The court also noted that the reimbursement and subrogation provision is a limitation or restriction on the level of plan benefits provided, and thus:
[I]t is not impermissibly discriminatory because it applies uniformly to all participant and requires reimbursement for any participant or beneficiary who receives medical benefits under the Plan and then subsequently recovers from a third party. The fact that O’Hara is affected by the Plan’s right to subrogation, while others who have not received tort recoveries from third-parties are not, does not render the Plan discriminatory. [Emphasis by the court, and citations omitted.]
IMPLICATIONS
What is unusual about this decision is the clarity of its explanation of why the subrogation provision is in fact “equitable.” It is true that this case is unusual in that the cases we often see involve tort settlement proceeds that clearly are insufficient to make the injured party whole. Aside from that, there is nothing unusual about this decision. It is well within the mainstream of current federal court decisions in similar cases.

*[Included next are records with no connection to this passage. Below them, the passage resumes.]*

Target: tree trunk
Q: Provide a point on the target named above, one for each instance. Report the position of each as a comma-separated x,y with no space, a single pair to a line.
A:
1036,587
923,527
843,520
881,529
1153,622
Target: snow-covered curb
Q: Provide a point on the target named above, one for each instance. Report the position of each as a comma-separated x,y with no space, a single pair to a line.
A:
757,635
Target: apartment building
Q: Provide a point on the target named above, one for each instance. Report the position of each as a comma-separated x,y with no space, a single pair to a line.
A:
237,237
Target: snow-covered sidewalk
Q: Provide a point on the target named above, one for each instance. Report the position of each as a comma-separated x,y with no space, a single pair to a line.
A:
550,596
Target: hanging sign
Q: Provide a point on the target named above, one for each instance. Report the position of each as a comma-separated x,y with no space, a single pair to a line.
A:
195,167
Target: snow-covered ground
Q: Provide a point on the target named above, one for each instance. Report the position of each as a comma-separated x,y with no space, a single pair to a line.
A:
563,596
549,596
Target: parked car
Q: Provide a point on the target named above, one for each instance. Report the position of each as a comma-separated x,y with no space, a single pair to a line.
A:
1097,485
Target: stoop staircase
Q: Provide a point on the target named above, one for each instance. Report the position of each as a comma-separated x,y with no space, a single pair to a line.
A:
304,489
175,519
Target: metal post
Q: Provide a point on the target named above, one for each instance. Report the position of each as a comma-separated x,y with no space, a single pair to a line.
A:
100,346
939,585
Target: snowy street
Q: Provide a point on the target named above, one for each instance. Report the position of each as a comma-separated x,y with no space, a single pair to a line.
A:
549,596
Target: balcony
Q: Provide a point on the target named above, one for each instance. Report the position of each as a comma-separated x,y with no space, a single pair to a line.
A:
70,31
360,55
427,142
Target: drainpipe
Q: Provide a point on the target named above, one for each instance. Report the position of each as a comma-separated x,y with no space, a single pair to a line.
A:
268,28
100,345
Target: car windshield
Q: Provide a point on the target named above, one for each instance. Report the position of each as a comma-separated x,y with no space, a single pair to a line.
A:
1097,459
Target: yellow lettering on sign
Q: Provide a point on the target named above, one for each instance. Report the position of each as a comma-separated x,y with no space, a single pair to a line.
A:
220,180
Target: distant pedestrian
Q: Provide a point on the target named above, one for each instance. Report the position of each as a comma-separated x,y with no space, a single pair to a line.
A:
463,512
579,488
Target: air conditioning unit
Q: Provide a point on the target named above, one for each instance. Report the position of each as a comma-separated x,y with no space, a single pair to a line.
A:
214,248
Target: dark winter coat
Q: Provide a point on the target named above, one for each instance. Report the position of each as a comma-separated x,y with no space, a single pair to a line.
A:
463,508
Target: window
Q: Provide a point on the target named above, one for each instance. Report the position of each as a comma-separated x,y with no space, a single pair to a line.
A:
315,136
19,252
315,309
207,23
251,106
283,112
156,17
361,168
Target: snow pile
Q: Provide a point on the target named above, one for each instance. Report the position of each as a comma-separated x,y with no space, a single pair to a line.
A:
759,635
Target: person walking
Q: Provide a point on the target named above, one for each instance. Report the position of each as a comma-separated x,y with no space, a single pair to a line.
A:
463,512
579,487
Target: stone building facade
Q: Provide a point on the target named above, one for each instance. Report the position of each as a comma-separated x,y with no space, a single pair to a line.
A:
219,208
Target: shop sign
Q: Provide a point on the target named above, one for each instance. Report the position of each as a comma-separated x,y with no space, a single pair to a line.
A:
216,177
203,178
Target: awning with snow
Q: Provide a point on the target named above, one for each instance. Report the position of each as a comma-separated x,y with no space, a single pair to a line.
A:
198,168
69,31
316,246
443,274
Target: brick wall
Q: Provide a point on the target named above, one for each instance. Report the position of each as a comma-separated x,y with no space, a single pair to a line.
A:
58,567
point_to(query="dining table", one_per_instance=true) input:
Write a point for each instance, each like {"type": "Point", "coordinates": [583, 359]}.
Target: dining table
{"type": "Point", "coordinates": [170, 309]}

Further, this case appears to have been well-handled by the plan, which became involved in the tort settlement proceedings early enough to ensure that the portion of the tort settlement proceeds related to Zurich’s claim for reimbursement were held by O’Hara’s attorney in trust until the Zurich claim was resolved.
Clearly, from O’Hara’s perspective, the outcome was unfortunate because it is likely he is permanently limited in his ability to resume his former life as a result of the accident and the amount of the settlement was probably inadequate to fully compensate him for all of his losses even though it exceeded $1 million. However, this case illustrates the balance of equities that apply in such cases, and demonstrates that there always is another side to a situation that has emotional appeal.